Not specifying a column_index_or_name defaults to column_index_or_name = 0
No arrayweightedaverage([arraynode], [weightnode], value_index) Calculates the weighted average of an array. Note the weight node can be another array (of the same length), or the row index to use as the weights array (in the same array). The weighted average is calculated for every row, the value_index specifies the row index value to retrieve
No arraycalculatedcolumn([arraynode], "calcname_1", "calculation_1", "calcname_2", "calculation_2") Creates a calculated column for the array. The calculation itself cannot be complicated, nor use Akumen specific functionality (eg periods etc). The calc engine will reject calculations like this. In every other way, the syntax is very similar to the Akumen formula language, with a couple of exceptions.
  • You can reference individual columns using the index of the column, e.g. [0] references column 0, or the name of the column (in square brackets).
  • Ensure the column name is exactly the same (including any underscores) from the preceding array viewer.
  • You can pass in single value nodes (such as time series, calculation results or numerics) into the calculated node, and reference it in exactly the same as any other node.
No arraysetcolumnnames("name")
OR
arraysetcolumnnames("col1", "col2")
Feed into the array to set the names of the columns. If only one input is detected, the array will dynamically allocate the column names using, in the example snippet to the left, name 0, name, 1, name, 2 etc.
No arraysetrownames("name")
OR
arraysetrownames("row1", "row2")
Feed into the array to set the names of the rows. If only one input is detected, the array will dynamically allocate the row names using, in the example snippet to the left, name 0, name, 1, name 2, etc.

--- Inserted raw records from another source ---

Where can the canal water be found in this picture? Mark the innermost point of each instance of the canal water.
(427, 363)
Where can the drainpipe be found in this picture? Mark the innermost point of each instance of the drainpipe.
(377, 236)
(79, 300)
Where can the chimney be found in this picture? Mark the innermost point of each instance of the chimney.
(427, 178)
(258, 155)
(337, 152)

No arrayfromcsv(names, first, second
row, 23, 24
row_2, 33, 44
)
Allows an array to be built from text pasted into the expression editor.

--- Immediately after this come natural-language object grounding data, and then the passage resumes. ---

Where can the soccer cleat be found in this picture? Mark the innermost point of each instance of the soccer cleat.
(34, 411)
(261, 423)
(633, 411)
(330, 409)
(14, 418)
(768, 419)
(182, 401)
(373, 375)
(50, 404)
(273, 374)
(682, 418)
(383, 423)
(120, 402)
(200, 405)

Note that this is not designed for huge arrays. YOU WILL RUN INTO PERFORMANCE ISSUES using this piece of functionality. It is designed to quickly spin up a demo, or for small inputs to perform operations on.
Also note that the data entered into the calculation node’s formula window is interpreted as a CSV and thus needs to be separated on different lines as shown in the example to the left.
No arrayconcat([first_array], [second_array]) Joins two arrays together by column. The row names will be the row names of the first array (and they must have an equal number of rows). The columns of the second array will be appended to the columns of the first array, and a new array created. To append the rows of one array to another, simply add the two arrays to an array() calc. The number of columns must match in this case.
No arraydeletecolumn([arraynode], first_column, second_column) Deletes one or more columns from the array, returning new array.